ESTO NO HAY QUIEN SE LO CREA

«Menuda tontería, esto del virus. Eso no hay quien se lo crea, seguro que es una memez del tonto del presidente para tenernos a todos controlados, ¿qué estarán tramando el vaina ése y sus amiguitos? Seguro que el americano del pelo lamido también está en el ajo. Y los chinos, los chinos saben mucho, y eso que parecen tontos». 

Amasvindo, hombre de mediana edad y escasas dotes para la vida en general, vivía con su madre, ya anciana. Se encontraban ambos confinados en casa desde hacía quince días, aunque él se tomaba la cuarentena a su manera. Sacaba a pasear al perrito de su madre varias veces al día, ése al que pateaba cada vez que se acercaba a hacerle alguna monería. Salía a la calle, se compraba una cerveza, un paquete de tabaco, se postraba en una esquina y silbaba a las mujeres que pasaban por su lado, ataviadas con mascarillas y guantes. En la cola del supermercado, intentaba arrimar cebolleta, gesto ante el que huían despavoridas todas las féminas con mucho más espanto del habitual. Todo un gentleman. 
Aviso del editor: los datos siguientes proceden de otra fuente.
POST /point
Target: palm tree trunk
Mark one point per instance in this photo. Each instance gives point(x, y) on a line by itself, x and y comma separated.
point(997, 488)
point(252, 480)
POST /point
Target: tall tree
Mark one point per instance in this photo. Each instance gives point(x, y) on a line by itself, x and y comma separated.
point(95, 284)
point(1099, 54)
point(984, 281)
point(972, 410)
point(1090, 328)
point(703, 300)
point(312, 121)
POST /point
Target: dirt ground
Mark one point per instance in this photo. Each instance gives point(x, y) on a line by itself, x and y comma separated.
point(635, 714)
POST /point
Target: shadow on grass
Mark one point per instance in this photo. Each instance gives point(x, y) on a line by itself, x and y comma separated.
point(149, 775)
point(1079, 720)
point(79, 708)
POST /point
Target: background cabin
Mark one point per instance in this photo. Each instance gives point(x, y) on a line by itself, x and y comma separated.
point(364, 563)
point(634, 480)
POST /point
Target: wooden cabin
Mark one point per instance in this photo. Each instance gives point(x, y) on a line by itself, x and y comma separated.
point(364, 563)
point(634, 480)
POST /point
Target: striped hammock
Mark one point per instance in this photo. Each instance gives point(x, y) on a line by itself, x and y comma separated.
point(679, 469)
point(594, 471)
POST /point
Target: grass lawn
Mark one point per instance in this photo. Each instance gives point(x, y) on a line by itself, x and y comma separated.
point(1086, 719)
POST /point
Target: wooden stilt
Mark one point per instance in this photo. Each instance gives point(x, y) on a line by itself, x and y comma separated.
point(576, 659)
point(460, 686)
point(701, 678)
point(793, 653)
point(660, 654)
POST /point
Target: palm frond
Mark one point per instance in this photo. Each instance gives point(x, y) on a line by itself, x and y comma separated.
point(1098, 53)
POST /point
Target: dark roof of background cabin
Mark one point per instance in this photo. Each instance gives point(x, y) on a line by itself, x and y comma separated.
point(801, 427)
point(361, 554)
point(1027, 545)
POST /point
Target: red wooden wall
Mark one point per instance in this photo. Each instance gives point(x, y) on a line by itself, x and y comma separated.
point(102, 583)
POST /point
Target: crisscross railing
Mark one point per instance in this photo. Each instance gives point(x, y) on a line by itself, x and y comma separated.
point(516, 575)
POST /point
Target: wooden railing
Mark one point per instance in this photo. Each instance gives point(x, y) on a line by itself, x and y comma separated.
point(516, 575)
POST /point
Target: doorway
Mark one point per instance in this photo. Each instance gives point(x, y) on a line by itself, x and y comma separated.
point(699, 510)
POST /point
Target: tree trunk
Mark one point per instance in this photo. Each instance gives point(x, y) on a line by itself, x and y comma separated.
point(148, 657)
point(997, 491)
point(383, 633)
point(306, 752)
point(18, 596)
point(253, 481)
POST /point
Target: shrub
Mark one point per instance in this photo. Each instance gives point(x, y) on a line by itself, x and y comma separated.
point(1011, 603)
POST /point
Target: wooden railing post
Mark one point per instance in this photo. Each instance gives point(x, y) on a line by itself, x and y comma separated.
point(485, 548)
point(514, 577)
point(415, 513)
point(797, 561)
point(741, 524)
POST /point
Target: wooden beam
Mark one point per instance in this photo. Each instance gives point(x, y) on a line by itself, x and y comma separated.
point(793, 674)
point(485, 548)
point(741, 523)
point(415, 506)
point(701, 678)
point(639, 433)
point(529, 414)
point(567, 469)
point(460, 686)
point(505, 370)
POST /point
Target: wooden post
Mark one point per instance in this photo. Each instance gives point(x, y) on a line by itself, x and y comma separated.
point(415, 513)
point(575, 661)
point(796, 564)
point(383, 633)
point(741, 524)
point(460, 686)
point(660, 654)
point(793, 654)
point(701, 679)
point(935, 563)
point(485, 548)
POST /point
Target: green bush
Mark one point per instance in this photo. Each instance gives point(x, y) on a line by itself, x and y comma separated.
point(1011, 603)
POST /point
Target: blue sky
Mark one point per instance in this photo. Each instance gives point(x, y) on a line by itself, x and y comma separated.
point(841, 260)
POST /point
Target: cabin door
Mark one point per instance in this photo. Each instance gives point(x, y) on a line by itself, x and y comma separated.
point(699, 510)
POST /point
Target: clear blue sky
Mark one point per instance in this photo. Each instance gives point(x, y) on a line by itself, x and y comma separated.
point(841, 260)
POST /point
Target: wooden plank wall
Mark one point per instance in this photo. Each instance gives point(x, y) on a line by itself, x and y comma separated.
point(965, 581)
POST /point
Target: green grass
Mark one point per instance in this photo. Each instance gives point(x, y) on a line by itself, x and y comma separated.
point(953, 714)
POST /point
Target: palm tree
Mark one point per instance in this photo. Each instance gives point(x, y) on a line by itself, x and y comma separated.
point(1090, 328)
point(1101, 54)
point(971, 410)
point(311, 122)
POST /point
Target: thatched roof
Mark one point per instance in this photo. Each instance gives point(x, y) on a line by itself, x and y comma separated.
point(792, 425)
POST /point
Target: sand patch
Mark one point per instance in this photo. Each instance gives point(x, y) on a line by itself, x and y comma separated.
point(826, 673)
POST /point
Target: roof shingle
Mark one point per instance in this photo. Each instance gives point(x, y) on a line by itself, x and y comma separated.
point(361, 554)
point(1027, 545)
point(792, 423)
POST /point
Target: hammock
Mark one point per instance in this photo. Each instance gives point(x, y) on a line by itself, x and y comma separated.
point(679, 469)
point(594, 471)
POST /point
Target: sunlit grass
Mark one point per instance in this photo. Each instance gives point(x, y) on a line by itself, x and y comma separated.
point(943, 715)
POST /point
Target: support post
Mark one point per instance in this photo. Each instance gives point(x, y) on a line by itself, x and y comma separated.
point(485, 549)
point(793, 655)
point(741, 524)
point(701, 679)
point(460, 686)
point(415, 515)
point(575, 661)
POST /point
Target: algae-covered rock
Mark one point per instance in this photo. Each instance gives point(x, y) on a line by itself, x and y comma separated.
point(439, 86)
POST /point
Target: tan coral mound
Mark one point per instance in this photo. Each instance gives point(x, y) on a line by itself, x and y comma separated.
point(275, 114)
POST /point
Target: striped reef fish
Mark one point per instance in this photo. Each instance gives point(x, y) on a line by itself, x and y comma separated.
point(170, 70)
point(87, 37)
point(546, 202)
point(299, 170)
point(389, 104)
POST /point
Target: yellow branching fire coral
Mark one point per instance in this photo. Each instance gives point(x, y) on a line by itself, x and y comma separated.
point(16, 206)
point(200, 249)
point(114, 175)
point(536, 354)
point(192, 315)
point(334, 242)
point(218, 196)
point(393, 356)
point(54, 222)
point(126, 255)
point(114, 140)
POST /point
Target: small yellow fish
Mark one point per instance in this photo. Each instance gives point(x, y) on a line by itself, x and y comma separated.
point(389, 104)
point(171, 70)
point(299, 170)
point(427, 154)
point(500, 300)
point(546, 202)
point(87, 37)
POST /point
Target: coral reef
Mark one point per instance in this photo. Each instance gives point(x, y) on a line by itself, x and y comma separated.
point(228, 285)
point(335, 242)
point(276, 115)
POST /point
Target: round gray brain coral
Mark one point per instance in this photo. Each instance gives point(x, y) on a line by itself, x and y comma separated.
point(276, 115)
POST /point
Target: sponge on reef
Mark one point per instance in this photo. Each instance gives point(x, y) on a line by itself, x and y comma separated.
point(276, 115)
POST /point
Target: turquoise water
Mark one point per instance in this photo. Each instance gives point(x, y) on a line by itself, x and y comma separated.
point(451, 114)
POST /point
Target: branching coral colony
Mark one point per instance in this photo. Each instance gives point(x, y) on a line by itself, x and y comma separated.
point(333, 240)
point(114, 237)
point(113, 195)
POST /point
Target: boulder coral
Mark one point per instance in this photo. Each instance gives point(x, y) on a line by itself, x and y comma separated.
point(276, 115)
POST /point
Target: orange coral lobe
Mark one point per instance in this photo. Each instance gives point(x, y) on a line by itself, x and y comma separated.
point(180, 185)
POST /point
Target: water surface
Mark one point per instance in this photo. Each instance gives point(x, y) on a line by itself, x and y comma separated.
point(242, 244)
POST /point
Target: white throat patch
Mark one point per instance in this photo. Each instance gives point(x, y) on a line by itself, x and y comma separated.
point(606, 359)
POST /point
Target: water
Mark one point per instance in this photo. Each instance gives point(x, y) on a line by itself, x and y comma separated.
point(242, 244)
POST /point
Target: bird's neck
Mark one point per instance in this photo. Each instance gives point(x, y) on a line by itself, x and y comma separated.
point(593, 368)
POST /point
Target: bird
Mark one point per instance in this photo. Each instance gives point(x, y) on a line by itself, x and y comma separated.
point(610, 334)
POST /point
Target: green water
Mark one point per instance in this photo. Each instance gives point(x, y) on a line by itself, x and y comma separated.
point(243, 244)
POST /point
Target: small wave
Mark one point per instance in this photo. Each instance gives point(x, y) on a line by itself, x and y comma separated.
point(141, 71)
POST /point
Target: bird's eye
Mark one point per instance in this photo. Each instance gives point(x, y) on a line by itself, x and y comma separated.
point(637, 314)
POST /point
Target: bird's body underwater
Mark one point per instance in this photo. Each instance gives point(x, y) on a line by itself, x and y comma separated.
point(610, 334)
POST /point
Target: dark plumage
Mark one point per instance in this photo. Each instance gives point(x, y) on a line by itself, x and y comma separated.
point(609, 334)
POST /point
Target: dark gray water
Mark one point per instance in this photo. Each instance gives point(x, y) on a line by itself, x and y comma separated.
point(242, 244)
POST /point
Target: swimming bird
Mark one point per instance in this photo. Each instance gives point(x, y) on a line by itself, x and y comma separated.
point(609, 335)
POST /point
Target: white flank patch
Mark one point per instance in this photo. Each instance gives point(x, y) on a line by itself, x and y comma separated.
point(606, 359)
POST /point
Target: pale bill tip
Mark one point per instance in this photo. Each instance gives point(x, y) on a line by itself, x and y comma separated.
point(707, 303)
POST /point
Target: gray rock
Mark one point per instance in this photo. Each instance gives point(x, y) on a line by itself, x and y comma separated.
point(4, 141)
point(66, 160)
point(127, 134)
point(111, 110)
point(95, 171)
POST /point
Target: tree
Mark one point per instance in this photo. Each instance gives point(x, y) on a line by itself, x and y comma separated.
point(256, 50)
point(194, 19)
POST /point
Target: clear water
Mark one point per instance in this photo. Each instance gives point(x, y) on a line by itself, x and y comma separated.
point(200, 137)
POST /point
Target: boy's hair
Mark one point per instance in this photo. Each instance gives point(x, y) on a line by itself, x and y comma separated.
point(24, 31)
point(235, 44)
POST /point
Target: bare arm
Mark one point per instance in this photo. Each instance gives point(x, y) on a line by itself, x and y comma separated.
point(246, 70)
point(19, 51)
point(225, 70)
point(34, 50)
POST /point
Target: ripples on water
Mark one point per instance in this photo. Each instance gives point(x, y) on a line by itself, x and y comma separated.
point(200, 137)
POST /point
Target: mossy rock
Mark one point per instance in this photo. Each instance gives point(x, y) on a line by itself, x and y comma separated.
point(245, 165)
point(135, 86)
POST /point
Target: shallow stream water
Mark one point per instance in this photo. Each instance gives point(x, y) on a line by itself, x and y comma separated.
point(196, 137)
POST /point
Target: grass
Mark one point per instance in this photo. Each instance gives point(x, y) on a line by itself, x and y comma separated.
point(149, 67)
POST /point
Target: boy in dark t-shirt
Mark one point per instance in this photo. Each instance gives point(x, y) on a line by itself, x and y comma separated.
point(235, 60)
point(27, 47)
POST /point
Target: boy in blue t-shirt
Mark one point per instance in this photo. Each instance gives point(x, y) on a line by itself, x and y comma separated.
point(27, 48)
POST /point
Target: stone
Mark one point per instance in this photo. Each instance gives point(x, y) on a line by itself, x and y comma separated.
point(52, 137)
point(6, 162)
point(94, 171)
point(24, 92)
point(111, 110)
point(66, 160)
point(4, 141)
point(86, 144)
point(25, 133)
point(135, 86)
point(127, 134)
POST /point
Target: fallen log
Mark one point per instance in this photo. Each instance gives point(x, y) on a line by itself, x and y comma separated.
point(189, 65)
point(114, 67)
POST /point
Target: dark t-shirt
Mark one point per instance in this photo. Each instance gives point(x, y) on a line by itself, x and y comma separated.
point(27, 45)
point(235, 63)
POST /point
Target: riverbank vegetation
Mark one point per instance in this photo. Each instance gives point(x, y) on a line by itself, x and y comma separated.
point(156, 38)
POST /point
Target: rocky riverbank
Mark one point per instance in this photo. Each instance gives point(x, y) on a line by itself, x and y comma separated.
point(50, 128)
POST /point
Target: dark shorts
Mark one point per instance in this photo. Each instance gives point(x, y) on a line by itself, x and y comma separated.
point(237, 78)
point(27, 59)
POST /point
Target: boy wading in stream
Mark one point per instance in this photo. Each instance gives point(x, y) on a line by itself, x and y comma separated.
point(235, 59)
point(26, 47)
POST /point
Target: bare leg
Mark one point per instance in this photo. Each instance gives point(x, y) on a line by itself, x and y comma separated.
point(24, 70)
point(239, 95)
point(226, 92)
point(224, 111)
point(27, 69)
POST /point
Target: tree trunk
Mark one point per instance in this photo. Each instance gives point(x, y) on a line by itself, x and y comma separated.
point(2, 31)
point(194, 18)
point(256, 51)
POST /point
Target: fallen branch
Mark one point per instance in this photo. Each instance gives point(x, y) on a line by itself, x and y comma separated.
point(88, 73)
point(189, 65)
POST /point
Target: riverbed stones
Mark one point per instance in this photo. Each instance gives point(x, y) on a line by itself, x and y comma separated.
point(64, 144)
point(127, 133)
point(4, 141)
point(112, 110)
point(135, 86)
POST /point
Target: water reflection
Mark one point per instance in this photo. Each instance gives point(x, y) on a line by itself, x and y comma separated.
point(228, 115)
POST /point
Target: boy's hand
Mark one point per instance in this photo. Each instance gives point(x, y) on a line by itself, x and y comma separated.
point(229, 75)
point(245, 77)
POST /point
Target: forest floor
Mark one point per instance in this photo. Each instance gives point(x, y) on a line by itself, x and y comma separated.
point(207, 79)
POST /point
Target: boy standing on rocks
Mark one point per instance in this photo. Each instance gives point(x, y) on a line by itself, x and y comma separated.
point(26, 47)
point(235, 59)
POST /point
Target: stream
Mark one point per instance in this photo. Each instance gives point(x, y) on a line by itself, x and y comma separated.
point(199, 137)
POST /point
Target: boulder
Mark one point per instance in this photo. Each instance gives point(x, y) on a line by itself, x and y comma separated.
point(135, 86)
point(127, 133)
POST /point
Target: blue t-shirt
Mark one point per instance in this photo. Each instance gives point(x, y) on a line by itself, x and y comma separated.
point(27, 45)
Una noche se dijo que quién era «el Sánchez» para obligarlo a quedarse en casa con su madre en vez de salir por ahí a buscar algo de diversión. Le cogió dinero a ésta del monedero; había sacado la pensión del banco poco antes de quedarse encerrados. Salió a dar una vuelta y se fue al polígono, buscando hembra a la que comprar. Encontró a una jovencita con cara de pasar hambre y frío, y le dijo que le iba a dar candela. Después de utilizarla a su antojo, pues para eso había pagado unos euros por ella, la soltó y se volvió a su casa. 

Diez días más tarde, su madre acabó ingresada en la UCI por haber pillado el virus; debido a su avanzada edad, había tenido complicaciones pulmonares y se encontraba en estado grave. Pocos días después, falleció. Él no pudo ir a verla, ni siquiera pudo recoger sus cenizas. La gente del barrio hablaba de él todo el tiempo, motivo por el que dejó de salir a la calle. «Pobrecito, se ha quedado solo».

Amasvindo, encerrado en su casa, rodeado de heces y ropa sucia, miró al perrito una y otra vez, cigarro en mano; no dejaba de pensar en qué haría ahora que no tenía la pensión de su madre, y en por qué aquella vieja le había tenido que poner el maldito nombre de su abuelo.

Mano de hombre que sujeta un cigarrillo medio consumido. Blanco y negro.